File: Proposed_MPIEXEC_Extensions.md

package info (click to toggle)
mpich 4.3.2-2
links: PTS, VCS
area: main
in suites: forky, sid
size: 101,184 kB
sloc: ansic: 1,040,629; cpp: 82,270; javascript: 40,763; perl: 27,933; python: 16,041; sh: 14,676; xml: 14,418; f90: 12,916; makefile: 9,270; fortran: 8,046; java: 4,635; asm: 324; ruby: 103; awk: 27; lisp: 19; php: 8; sed: 4
file content (213 lines) | stat: -rw-r--r-- 9,330 bytes
parent folder | download | duplicates (3)
# Proposed MPIEXEC Extensions

The following are proposed extension of the command-line options and
environment variables accepted by `mpiexec`. These address environment
variables, labeling of output, and return status, and make sense only in
environments where those features exist. This is a draft for discussion
only. It does describe the behavior, at least in part, of the mpd and
gforker mpiexecs. That is, some of the behavior described here is
already supported by one or more mpiexec programs.

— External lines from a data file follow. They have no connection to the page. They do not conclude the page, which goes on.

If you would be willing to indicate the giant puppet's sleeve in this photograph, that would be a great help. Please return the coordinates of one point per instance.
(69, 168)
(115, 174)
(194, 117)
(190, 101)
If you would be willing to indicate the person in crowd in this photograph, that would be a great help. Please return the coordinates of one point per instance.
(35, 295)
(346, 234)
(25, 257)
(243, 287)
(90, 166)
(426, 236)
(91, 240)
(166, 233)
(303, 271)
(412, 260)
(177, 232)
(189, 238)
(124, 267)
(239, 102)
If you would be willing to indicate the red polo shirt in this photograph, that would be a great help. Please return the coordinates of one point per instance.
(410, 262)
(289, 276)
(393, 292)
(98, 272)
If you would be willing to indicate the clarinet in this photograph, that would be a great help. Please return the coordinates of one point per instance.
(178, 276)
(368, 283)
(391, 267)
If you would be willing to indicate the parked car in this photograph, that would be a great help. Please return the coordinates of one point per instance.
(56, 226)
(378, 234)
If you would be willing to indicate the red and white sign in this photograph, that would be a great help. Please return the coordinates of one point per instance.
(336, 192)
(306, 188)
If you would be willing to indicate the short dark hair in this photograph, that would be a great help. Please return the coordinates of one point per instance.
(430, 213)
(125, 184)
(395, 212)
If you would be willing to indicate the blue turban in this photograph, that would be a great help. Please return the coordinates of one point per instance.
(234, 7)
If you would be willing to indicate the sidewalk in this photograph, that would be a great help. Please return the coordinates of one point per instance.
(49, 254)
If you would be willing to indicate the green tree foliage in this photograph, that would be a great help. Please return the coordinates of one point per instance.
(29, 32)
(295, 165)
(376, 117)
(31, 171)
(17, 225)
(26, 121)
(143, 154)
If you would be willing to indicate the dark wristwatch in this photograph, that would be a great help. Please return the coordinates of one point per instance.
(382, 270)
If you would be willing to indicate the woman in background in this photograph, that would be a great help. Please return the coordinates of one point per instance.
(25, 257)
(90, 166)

To reduce the burden on both users (to know which command line options
to use) and on implementers (to avoid bug reports caused by confusion
over which `mpiexec` is in use), at least one person feels that it would
be a good idea to have uniform syntax and semantics for these
extensions. In particular, it would be best if an `mpiexec`
implementation did not implement similar functionality with different
syntax.

  - `-np <num>` - A synonym for the standard `-n` argument

  - `-env <name> <value>` - Set the environment variable <name> to <value> for the processes being
    run by `mpiexec`

  - `-envnone` - Pass no environment variables (other than ones specified with other
    `-env` or `-genv` arguments) to the processes being run by `mpiexec`. By
    default, all environment variables are provided to each MPI process
    (rationale: principle of least surprise for the user).

  - `-envlist <list>` - Pass the listed environment variables (names separated by commas), with
    their current values, to the processes being run by `mpiexec`.

  - `-genv <name> <value>` - The `-genv` options have the same meaning as their corresponding `-env`
    version, except they apply to all executables, not just the current
    executable (in the case that the colon syntax is used to specify
    multiple executables).

  - `-genvnone` - Like `-envnone`, but for all executables

  - `-genvlist <list>` - Like `-envlist`, but for all executables

  - `-usize <n>` - Specify the value returned for the value of the attribute
    `MPI_UNIVERSE_SIZE`.

  - `-l` - Label standard out and standard error (`stdout` and `stderr`) with the
    rank of the process

  - `-maxtime <n>` - Set a timelimit of <n> seconds.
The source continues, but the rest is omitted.